Complex dynamics concerns the iteration of analytic functions of one complex variable, an area of research established by Fatou and Julia towards the beginning of the last century. Such iteration arises, for example, when solving complex equations by Newton’s method. For each function, the complex plane is divided into two fundamentally different parts – the Fatou set, where the behaviour of the iterates is stable under local variation, and the Julia set, where it is chaotic. The subject of complex dynamics experienced a huge resurgence of interest in the 1980s, with the advent of computer graphics illustrating the highly intricate nature of most Julia sets, and the introduction of powerful new techniques from complex analysis leading to much profound new work.
Another key object of study is the escaping set which consists of the points that escape to infinity under iteration. This set plays a major role in complex dynamics since the Julia set is equal to the boundary of the escaping set.
One of the major open questions for transcendental functions is whether all the components of the escaping set are unbounded - this is now known as Eremenko's conjecture and has attracted a great deal of interest.
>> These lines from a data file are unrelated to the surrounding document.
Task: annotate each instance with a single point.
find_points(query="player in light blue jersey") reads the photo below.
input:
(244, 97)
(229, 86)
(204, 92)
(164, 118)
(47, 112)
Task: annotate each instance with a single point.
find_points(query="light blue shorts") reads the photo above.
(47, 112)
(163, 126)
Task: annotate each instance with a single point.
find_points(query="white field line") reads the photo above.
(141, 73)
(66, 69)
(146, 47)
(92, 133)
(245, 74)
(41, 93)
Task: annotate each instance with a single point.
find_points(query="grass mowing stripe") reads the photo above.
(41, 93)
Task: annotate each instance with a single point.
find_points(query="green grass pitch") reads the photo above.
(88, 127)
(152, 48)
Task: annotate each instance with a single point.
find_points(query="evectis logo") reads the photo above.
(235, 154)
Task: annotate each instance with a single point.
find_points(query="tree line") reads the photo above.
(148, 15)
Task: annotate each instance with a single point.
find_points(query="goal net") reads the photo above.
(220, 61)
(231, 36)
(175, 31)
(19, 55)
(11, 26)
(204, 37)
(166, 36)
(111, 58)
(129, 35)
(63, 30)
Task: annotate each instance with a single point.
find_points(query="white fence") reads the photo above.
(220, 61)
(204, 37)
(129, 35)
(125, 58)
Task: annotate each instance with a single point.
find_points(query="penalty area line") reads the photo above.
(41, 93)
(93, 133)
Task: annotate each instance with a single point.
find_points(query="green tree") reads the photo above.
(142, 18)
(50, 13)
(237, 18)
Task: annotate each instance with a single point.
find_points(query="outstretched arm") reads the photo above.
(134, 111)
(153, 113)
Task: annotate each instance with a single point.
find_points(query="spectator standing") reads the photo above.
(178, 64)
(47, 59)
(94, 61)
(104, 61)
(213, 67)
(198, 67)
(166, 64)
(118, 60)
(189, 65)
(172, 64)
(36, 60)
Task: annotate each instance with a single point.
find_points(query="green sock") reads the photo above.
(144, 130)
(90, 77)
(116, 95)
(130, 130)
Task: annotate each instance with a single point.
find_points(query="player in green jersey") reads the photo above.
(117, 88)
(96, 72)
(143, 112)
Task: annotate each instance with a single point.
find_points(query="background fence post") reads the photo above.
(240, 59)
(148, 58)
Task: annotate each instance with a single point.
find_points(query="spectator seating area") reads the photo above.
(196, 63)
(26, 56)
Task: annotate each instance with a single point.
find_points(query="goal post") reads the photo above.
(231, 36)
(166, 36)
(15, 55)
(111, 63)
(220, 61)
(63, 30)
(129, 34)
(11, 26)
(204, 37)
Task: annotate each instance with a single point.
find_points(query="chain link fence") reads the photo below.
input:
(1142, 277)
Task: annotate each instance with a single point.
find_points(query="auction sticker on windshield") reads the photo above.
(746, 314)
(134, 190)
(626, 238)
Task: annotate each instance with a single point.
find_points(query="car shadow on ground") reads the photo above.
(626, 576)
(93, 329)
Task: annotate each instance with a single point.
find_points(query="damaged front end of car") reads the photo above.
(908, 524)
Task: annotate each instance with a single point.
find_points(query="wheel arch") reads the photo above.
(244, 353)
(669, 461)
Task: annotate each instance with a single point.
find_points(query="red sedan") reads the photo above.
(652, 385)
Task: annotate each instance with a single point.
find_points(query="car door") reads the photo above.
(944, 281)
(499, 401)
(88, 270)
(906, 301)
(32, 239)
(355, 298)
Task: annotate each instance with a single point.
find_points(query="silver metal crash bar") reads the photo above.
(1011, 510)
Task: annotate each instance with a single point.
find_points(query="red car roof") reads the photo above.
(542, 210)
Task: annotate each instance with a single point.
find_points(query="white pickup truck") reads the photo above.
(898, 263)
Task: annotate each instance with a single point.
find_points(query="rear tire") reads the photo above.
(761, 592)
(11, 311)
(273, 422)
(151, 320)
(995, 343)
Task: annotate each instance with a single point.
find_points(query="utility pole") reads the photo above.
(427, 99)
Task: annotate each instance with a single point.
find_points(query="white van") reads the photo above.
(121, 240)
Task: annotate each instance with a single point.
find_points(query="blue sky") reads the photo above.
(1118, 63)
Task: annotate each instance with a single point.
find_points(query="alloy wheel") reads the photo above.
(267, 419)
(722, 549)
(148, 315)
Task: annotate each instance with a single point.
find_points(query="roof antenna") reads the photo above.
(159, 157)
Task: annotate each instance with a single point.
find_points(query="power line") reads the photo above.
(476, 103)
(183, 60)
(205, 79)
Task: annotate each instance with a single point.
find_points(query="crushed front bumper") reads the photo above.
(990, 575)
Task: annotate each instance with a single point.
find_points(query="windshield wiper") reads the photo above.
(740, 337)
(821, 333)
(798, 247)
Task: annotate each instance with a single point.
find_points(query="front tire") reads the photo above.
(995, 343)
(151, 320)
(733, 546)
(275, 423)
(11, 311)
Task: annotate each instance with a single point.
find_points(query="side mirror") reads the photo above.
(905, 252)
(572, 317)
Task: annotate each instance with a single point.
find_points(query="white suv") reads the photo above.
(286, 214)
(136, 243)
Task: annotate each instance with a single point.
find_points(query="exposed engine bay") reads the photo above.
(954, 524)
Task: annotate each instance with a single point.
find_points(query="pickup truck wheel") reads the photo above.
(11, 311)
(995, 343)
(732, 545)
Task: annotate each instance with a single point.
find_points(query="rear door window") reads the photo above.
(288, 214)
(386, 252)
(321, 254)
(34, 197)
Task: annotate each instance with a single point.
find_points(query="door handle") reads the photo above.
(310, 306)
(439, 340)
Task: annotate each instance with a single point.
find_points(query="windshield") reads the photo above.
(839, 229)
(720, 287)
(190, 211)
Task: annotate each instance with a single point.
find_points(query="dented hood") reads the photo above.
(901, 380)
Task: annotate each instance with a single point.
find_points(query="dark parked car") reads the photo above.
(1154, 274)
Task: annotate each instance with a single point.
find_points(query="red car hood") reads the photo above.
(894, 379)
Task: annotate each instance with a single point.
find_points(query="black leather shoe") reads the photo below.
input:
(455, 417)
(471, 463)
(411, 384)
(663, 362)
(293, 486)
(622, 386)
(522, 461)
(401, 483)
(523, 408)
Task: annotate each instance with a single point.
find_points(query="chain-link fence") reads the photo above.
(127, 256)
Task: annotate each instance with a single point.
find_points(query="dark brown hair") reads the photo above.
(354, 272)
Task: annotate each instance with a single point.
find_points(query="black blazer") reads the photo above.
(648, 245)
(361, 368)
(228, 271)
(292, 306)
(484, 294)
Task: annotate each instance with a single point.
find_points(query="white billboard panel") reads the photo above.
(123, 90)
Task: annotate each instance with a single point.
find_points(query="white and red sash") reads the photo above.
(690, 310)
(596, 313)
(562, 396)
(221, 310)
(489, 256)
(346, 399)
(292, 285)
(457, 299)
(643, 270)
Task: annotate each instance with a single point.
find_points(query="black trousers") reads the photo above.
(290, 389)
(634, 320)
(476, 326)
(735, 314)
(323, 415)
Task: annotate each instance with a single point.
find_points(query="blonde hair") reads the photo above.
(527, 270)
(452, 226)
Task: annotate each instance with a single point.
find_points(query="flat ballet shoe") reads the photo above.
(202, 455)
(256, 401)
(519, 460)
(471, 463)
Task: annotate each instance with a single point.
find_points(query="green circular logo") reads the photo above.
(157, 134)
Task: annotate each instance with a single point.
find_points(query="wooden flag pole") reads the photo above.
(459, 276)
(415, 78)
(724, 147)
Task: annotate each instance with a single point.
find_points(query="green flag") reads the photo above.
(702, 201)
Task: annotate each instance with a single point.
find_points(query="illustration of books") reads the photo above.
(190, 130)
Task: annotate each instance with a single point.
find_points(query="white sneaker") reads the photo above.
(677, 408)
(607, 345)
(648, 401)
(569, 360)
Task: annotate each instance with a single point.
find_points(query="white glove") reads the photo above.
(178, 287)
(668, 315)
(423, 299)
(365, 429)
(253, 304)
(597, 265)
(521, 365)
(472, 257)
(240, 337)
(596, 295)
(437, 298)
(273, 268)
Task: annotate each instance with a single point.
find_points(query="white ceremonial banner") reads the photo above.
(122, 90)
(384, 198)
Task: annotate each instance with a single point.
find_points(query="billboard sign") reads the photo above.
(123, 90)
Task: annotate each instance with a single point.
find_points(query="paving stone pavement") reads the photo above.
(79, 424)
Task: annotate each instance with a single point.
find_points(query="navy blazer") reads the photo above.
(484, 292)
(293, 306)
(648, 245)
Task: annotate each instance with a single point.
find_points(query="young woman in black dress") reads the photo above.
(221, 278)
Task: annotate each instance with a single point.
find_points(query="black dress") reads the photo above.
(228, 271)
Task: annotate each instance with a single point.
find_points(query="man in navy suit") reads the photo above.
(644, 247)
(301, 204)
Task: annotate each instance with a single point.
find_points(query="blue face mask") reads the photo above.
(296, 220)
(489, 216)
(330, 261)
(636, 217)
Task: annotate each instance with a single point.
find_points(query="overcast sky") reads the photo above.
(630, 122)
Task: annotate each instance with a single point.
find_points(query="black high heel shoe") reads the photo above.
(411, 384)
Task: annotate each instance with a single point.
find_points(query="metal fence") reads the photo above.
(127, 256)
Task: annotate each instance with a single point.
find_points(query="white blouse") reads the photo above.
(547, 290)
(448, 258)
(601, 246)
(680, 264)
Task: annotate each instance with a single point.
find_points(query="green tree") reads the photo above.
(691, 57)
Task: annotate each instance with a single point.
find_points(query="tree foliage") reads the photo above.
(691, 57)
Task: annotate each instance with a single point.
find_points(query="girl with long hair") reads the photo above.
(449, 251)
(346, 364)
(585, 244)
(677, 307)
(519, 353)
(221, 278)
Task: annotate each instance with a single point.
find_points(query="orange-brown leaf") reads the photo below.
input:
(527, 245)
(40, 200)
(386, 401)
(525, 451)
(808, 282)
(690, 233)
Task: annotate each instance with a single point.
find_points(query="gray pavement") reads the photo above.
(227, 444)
Another question that has attracted much interest is whether functions of small growth have no unbounded components of the Fatou set - this is now known as Baker's conjecture.
Phil Rippon and Gwyneth Stallard discovered a surprising connection between these two conjectures and showed that, for a large class of functions, both Baker’s conjecture and Eremenko’s conjecture hold, with the escaping set having a novel structure described as an infinite spider's web. The picture shows the escaping set (in yellow) for the function \(f(z) = 1/2(\cos z^{\tfrac{1}{4}} + \cosh z^{\tfrac{1}{4}})\).